To the person who said you buy "Samsung Android", "Motorola Android", or "HTC Android", you're so right. I have a Samsung/Verizon Android phone. Android is miles better than iOS, but if you buy the wrong phone, you may have a less than "ridiculously amazing" experience. But if you have Stock Android or you flash a ROM that takes the bloat out of your phone, you will experience Android as Google envisioned it, which is an infinitely customizable multi-tasking operating system where any app can interact with the features of any other app.
It's the perfect mash-up OS. Install Facebook, and now you can share anything from any app with people on Facebook. Same thing for Gmail, Skype, Read It Later, task management software like Remember the Milk, and whatever you can thing of. There are fundamental things about the way apps are allowed to multi-task and interact with each other that lets Android be useful in ways that even the developers of individual apps did not plan for. And Chrome/Fox to phone lets you do things like send PDFs from your browser to phone. I do it with my tablet anytime I encounter a document I may need offline at a later date.
Fragmentation is something people like to make a big fuss about, but Android 2.2 is virtually the same as Android 2.3. Android 2.1 to 2.2 contained key features like Apps to SD Card, and a faster Java Compiler that made noticeable differences, but the SDK differences between 2.2 and 2.3 are generally optimizations and support for specific things like gaming SDKs (note that the Playstation Phone runs stock Android 2.3). But many user experience things from Android 2.3, like the improved keyboard, run perfectly on Android 2.2 or 2.1. For many apps, if the user has Android 2.2, they can store the app on the SD card, but if they don't that's the only feature they miss, and while Apps2SD is nice, because it saves you space, you're probably running a 2MB app on a phone with GBs of internal storage. This counts as fragmentation, but it's not a big deal.
The real purpose of Apps2SD is for apps that are bigger than the internal storage of a typical phone, like say an Unreal Engine 3 FPS for Android Tablets. The point is, the Android SDK revisions are about pushing the limits of what's possible on a mobile device moreso than providing end-user functionality. On Android, that's a job left up to apps.
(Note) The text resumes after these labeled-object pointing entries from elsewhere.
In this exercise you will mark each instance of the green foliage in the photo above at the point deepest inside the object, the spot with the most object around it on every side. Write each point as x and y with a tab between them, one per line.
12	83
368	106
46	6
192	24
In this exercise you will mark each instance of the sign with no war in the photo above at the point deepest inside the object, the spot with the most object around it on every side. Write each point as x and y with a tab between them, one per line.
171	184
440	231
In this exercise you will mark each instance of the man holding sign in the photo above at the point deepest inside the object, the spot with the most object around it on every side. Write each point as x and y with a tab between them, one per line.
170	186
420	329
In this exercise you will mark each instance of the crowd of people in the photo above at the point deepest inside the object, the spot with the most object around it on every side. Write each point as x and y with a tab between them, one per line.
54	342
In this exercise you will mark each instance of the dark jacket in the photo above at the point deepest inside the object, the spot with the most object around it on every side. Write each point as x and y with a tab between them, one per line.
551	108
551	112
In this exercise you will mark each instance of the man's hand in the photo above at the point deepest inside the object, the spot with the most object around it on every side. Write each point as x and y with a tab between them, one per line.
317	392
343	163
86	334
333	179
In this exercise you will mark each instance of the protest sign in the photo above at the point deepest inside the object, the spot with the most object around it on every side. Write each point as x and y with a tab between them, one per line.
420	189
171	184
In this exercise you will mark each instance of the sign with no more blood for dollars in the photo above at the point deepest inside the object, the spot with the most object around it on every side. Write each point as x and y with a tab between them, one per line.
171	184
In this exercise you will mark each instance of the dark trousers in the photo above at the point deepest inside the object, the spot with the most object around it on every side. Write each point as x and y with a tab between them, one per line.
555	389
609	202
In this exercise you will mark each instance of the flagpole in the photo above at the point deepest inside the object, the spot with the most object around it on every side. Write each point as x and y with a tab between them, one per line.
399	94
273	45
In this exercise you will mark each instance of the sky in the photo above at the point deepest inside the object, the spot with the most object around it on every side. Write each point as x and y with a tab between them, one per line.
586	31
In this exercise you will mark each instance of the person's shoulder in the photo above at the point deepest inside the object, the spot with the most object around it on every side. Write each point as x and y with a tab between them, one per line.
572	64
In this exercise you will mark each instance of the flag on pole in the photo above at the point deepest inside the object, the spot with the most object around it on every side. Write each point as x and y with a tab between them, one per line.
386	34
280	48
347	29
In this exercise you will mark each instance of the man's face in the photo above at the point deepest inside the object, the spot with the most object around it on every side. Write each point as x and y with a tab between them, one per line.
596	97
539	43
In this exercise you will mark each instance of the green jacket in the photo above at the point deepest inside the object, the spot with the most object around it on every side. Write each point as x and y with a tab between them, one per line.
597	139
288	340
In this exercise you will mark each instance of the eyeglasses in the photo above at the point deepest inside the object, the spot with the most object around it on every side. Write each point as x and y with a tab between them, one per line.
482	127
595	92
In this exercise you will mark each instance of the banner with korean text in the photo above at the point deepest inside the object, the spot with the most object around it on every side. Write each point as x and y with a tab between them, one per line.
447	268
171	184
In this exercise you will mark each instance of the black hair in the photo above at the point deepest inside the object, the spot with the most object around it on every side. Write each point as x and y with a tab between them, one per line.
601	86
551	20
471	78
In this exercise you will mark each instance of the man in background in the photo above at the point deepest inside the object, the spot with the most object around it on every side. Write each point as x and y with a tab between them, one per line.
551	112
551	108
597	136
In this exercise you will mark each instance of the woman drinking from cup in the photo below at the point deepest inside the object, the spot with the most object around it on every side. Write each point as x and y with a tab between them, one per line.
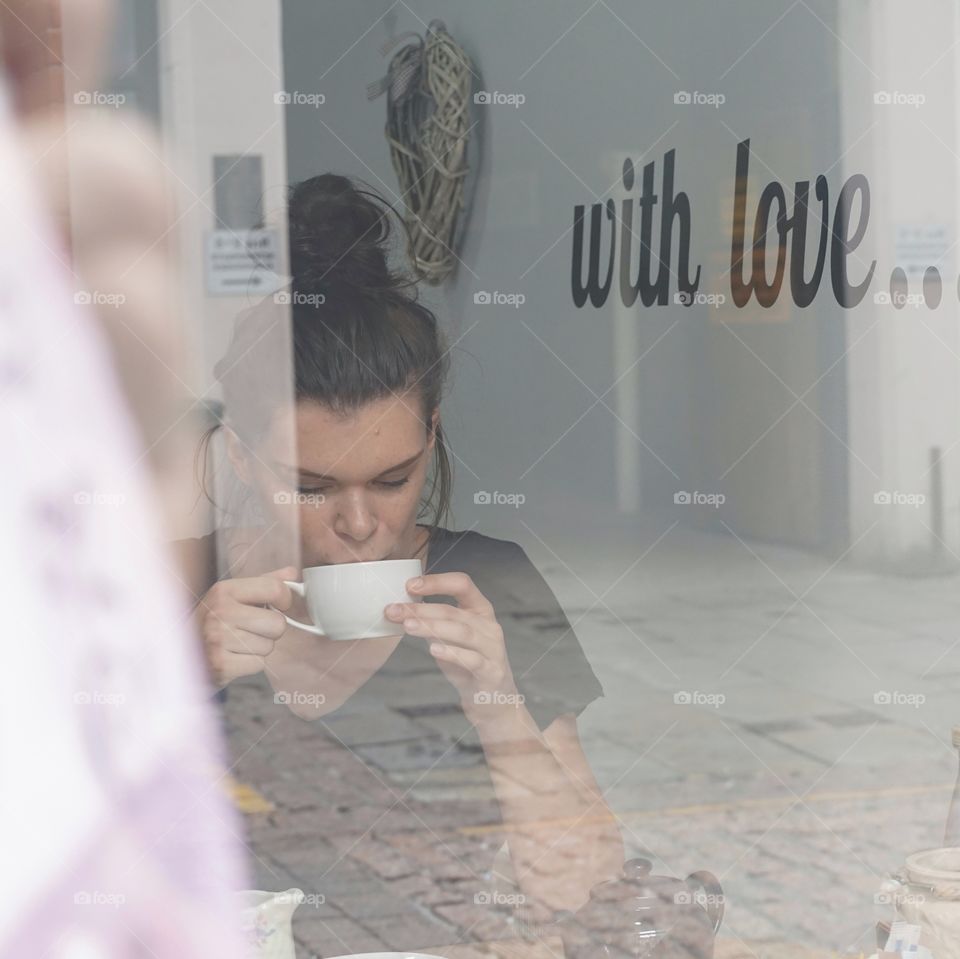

On iOS where the core OS experience is written by Apple and only Apple, the OS revisions matter because they affect the end user. On Android, the apps that the end-user installs are allowed to change the core OS experience. Here are two iOS 5 examples:
1. Apple introduced a split-screen keyboard for ease of typing in landscape mode on tablets. On Android, a company called Swiftkey released an alternative keyboard for tablets with split screen functionality along with really advanced predictive text. This is simply not possible on iOS unless Apple chooses to release this.
2. Apple introduced a live lock-screen with notifications. On Android, you can install one of a number of different apps that let you customize your lock screen with the apps you want, the widgets you want, and really create the lock screen experience however you'd like it.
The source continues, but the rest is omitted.